"The Bet" tests the convictions of a lawyer who claims that any kind of life is better than no life at all by subjecting him to fifteen years of subhuman existence, trapped in a house with nothing but books for company. Although physically comfortable, the lawyer is deprived of one of the standard markers of being human—being part of a community of other humans. As time goes by, the lawyer is slowly driven to reject the rest of his human existence as well. When he forfeits victory in the bet for a life of spirituality or perhaps even suicide, the story seems to point to the idea that without interaction with others, our humanity cannot survive.
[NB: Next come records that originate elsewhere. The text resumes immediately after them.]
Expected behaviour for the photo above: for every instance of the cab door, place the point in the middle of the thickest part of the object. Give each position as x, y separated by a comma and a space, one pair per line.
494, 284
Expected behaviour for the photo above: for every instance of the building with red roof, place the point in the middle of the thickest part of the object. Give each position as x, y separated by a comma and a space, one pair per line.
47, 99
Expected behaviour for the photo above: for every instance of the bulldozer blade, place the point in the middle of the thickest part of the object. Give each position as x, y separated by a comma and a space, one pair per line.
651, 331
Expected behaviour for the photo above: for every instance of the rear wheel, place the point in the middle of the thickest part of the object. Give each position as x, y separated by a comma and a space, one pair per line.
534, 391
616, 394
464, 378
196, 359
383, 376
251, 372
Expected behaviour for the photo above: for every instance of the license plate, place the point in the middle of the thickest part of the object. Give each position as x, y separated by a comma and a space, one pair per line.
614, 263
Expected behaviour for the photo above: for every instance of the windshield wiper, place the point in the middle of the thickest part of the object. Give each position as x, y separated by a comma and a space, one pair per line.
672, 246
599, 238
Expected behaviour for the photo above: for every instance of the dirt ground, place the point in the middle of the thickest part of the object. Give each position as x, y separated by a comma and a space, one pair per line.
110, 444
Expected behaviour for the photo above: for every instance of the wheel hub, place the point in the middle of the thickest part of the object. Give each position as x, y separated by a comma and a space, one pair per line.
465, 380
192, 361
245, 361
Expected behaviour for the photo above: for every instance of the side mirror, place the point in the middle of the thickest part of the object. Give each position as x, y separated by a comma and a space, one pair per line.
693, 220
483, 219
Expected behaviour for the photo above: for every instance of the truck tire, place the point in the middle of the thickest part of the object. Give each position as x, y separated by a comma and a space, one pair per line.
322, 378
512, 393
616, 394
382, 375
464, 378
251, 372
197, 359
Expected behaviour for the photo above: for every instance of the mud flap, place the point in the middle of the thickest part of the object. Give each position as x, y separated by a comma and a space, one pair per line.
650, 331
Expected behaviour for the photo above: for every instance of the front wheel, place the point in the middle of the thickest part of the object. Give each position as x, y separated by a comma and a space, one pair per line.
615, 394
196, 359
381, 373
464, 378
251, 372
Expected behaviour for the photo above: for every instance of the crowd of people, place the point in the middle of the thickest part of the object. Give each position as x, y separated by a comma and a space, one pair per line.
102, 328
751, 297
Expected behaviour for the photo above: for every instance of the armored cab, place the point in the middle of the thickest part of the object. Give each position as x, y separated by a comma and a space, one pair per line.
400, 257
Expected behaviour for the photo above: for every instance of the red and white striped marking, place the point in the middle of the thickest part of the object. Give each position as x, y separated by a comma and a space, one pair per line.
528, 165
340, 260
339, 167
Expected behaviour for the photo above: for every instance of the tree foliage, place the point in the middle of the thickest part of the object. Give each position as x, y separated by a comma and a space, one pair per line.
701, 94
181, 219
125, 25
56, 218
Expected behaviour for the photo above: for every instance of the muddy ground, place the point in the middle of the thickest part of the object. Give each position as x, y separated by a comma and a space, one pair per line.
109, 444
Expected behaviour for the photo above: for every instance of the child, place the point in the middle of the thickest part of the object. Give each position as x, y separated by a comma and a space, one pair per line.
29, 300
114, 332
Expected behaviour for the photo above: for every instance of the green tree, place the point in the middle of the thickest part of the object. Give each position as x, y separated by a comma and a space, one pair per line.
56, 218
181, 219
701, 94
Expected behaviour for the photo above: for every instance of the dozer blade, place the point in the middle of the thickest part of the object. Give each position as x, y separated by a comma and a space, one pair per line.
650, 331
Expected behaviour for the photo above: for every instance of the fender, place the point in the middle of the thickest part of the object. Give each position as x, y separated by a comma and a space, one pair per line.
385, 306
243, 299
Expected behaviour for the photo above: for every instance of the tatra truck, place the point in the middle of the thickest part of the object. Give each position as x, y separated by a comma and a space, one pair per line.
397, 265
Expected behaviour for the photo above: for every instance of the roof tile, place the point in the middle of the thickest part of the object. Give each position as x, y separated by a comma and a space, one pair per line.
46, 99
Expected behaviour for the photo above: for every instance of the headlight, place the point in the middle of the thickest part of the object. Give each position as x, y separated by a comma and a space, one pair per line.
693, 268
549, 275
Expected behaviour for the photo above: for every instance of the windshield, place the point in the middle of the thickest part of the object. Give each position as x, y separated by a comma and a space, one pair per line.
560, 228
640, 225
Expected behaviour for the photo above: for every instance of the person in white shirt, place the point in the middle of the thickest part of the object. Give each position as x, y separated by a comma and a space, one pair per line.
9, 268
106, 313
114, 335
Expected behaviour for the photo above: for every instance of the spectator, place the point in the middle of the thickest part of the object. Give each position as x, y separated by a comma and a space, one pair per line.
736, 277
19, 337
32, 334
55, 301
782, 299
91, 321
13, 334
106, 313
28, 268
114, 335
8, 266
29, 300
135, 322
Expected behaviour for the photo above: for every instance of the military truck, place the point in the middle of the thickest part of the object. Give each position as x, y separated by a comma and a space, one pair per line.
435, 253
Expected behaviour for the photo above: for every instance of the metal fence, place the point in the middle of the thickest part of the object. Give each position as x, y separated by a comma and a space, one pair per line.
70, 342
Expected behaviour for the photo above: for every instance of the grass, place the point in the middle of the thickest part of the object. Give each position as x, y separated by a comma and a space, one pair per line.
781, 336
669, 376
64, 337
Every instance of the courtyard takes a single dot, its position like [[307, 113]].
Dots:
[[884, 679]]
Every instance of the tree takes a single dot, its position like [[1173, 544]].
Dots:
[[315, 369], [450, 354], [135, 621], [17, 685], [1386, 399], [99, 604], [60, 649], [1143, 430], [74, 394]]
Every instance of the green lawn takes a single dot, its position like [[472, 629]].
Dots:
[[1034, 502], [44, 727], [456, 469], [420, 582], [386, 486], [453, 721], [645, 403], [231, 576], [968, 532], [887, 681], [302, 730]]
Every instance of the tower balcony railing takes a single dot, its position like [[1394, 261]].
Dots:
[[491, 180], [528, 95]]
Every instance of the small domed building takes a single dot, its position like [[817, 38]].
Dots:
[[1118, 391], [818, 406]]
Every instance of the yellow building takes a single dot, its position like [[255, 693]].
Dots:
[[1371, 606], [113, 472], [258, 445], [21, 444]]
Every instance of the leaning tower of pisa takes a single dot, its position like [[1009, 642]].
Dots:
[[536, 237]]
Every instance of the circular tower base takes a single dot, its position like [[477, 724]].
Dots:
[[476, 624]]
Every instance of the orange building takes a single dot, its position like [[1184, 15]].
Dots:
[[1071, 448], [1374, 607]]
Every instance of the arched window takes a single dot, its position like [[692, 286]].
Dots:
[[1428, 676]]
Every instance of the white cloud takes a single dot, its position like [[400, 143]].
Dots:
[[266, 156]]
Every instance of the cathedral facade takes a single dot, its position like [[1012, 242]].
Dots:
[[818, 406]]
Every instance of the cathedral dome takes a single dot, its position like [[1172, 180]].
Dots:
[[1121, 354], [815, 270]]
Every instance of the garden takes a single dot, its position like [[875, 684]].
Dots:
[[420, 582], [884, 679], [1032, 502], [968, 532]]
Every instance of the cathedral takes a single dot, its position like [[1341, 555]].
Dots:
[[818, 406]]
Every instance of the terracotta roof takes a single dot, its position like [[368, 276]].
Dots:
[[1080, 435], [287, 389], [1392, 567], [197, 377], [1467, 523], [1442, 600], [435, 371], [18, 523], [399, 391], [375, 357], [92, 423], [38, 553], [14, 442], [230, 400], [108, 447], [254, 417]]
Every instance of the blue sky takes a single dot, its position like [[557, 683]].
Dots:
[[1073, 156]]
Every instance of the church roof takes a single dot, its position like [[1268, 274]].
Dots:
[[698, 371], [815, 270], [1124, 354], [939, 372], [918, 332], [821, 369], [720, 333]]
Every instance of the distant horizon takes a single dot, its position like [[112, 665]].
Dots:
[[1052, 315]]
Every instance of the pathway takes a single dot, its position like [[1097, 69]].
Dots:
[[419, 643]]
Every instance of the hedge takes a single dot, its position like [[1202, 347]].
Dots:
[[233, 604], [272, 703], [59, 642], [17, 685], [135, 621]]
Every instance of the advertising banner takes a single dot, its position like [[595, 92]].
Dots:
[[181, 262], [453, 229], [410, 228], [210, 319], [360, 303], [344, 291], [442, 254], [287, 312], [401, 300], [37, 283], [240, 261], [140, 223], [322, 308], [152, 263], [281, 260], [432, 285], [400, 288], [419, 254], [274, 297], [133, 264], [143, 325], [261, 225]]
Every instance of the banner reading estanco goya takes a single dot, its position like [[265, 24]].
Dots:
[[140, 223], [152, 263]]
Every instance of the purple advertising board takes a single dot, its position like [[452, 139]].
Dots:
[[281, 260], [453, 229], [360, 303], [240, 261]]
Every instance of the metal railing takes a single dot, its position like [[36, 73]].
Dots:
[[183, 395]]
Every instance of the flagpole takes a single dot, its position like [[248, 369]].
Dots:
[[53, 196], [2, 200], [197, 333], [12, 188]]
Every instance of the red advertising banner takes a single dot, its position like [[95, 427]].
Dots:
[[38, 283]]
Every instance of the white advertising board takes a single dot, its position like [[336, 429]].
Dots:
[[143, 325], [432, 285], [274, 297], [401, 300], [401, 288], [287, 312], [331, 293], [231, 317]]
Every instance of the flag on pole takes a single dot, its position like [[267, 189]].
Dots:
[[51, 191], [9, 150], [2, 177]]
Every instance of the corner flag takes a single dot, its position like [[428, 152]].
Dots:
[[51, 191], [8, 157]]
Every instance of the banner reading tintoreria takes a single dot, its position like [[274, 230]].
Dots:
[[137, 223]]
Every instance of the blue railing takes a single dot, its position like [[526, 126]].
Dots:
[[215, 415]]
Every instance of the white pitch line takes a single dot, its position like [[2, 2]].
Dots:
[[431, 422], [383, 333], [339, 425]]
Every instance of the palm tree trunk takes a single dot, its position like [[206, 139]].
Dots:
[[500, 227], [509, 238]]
Questions About Life, Consciousness, and Existence
What's going to happen to the lawyer after the story ends? Is he going to kill himself, or just go all Boo Radley on us? How do you know?
What do you think about the banker's question—which is better, to be killed all at once by the executioner or to slowly rot away in jail? Do different answers to this question say something about the personality or character of the person answering?
Does the experiment of the bet prove anything about the death penalty vs. life imprisonment argument from the party? Why or why not?
Chew on This
The story ends up showing that the quest for knowledge has a damaging effect on living life.
The story ends up showing that the only way to get to the true essence of life is to toss out every other aspect of existence. The tragedy is that this is obviously a totally unworkable route for most.